Here's the performance of a multi-label classifier. I used the non-chat version of TinyLlama (1.1B params) and fine-tuned it once using the multi-label version of our dataset.
Feature | Precision | Recall | F1 | AUROC |
---|---|---|---|---|
behavior | 0.843 | 0.548 | 0.664 | 0.744 |
everyday | 0.711 | 0.507 | 0.592 | 0.669 |
figure_of_speech | 0.667 | 0.291 | 0.405 | 0.769 |
judgment | 0.774 | 0.533 | 0.631 | 0.594 |
opinion | 0.762 | 0.552 | 0.641 | 0.675 |
reasoning | 0.691 | 0.786 | 0.735 | 0.645 |
Micro | 0.747 | 0.564 | 0.643 | 0.724 |
Macro | 0.741 | 0.536 | 0.611 | 0.683 |
Overall this looks better than the RoBERTa models used before, but not significantly. The perk here is that this is only one multi-label model instead of six binary classifiers.

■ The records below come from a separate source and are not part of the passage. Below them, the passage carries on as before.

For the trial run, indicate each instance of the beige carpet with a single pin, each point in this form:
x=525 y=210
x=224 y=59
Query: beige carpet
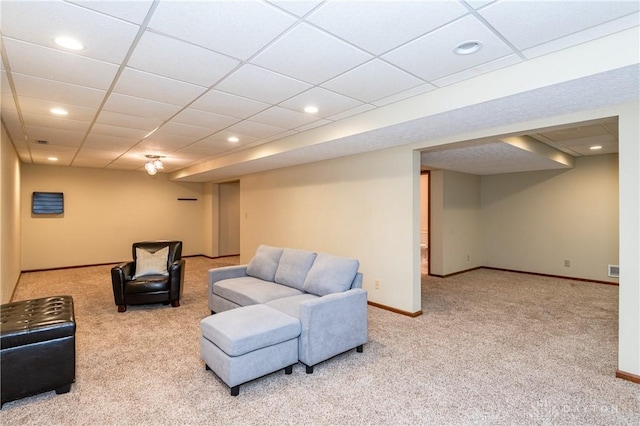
x=492 y=348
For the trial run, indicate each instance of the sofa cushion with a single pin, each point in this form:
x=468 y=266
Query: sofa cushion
x=330 y=274
x=148 y=263
x=246 y=291
x=293 y=267
x=264 y=263
x=291 y=305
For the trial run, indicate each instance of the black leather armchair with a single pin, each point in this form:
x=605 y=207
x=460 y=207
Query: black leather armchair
x=154 y=288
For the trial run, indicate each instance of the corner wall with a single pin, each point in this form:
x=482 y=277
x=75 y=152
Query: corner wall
x=106 y=211
x=9 y=217
x=534 y=221
x=364 y=206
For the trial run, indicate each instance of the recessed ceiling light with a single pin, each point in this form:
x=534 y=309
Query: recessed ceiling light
x=468 y=47
x=58 y=111
x=69 y=43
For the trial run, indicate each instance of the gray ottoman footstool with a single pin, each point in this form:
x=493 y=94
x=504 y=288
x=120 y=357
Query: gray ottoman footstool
x=243 y=344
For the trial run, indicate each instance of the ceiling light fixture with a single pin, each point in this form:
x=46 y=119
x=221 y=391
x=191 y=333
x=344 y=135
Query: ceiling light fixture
x=468 y=47
x=153 y=164
x=58 y=111
x=69 y=43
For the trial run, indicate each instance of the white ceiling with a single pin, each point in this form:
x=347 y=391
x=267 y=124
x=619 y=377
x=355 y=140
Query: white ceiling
x=197 y=72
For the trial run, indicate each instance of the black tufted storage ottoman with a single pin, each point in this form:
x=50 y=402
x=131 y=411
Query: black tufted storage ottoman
x=37 y=347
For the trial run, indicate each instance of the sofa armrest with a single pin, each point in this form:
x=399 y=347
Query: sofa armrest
x=225 y=273
x=119 y=274
x=332 y=324
x=176 y=279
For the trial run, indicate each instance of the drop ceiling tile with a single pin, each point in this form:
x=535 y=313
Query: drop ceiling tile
x=503 y=62
x=140 y=107
x=131 y=11
x=131 y=162
x=379 y=26
x=43 y=107
x=226 y=104
x=118 y=131
x=5 y=92
x=526 y=24
x=372 y=81
x=162 y=144
x=328 y=102
x=432 y=57
x=178 y=60
x=54 y=137
x=179 y=129
x=64 y=154
x=50 y=19
x=207 y=146
x=223 y=136
x=204 y=119
x=127 y=120
x=317 y=123
x=351 y=112
x=238 y=29
x=262 y=85
x=14 y=128
x=299 y=8
x=51 y=122
x=96 y=141
x=251 y=128
x=283 y=117
x=308 y=54
x=414 y=91
x=592 y=33
x=156 y=88
x=70 y=94
x=52 y=64
x=477 y=4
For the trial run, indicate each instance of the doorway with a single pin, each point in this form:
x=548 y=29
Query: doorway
x=424 y=222
x=229 y=219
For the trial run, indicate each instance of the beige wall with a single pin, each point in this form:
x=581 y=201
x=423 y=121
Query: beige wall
x=629 y=196
x=461 y=225
x=362 y=206
x=229 y=218
x=535 y=221
x=106 y=211
x=10 y=218
x=455 y=222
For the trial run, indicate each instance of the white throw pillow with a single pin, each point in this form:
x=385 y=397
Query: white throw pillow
x=148 y=263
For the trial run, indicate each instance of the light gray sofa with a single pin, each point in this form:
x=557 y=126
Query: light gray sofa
x=324 y=292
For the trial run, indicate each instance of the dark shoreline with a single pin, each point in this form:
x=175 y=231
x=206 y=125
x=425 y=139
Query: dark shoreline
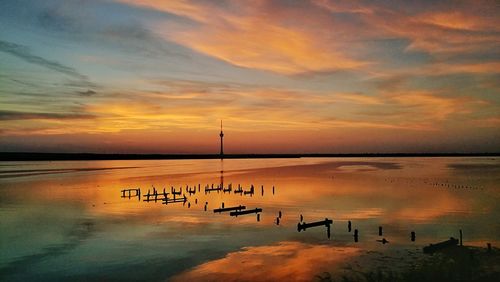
x=29 y=156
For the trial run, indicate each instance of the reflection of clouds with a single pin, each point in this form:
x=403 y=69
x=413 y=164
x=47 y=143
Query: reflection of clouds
x=286 y=261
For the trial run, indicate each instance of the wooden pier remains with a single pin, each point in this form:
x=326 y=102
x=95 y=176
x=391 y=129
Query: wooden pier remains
x=238 y=208
x=129 y=192
x=432 y=248
x=236 y=213
x=167 y=201
x=303 y=226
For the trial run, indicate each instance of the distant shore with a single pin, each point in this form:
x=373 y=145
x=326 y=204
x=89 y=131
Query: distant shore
x=33 y=156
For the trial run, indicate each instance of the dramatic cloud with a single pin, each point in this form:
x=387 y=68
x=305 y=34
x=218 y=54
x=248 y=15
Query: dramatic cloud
x=24 y=53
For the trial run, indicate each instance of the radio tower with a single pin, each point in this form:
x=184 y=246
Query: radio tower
x=221 y=141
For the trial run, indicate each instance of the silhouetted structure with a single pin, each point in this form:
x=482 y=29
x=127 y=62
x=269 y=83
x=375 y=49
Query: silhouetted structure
x=327 y=222
x=236 y=213
x=383 y=241
x=439 y=246
x=238 y=208
x=221 y=141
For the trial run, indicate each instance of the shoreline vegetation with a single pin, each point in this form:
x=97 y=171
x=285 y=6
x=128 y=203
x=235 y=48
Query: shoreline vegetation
x=456 y=263
x=36 y=156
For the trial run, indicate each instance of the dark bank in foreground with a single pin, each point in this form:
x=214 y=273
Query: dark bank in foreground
x=83 y=220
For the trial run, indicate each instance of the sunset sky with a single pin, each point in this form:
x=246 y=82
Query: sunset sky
x=146 y=76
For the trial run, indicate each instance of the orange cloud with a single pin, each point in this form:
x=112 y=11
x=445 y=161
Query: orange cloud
x=252 y=40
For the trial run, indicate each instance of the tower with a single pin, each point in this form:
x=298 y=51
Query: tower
x=221 y=141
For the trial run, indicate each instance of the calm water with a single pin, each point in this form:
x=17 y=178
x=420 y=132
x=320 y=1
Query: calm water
x=67 y=220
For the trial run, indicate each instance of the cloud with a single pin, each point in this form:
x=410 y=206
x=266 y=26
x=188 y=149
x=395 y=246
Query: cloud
x=24 y=53
x=248 y=38
x=15 y=115
x=87 y=93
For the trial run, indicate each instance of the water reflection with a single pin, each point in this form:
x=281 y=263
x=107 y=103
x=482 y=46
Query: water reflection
x=78 y=224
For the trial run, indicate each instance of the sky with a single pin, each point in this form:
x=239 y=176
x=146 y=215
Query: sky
x=317 y=76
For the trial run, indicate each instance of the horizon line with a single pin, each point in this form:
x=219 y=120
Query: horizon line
x=50 y=156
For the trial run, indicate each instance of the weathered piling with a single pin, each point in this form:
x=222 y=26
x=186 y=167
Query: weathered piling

(I also fine-tuned LLaMA-2 7B for this task but it actually performs worse than TinyLlama. I suspect it's mostly because the dataset is small relative to the model size, evidenced by the the high variance achieved relatively during fine-tuning.)
Thanks, any proposals to get a better result? I feel like at this point using something like that for some properties and using @amirrr's lates models for others seems like it gets us the best overall rate, though it would be great if we could put it all into a single model like the design you have while achieving a winning quality on every dimension.
Moving this to statements repo
Check how GPT labels statements on our labeling task. Use $Global R^2 = 1-\frac{mse(prediction,actual)}{mse(baseline,actual)}$ to score, and we can visualize in observable.
Would be nice to see how we do on each question.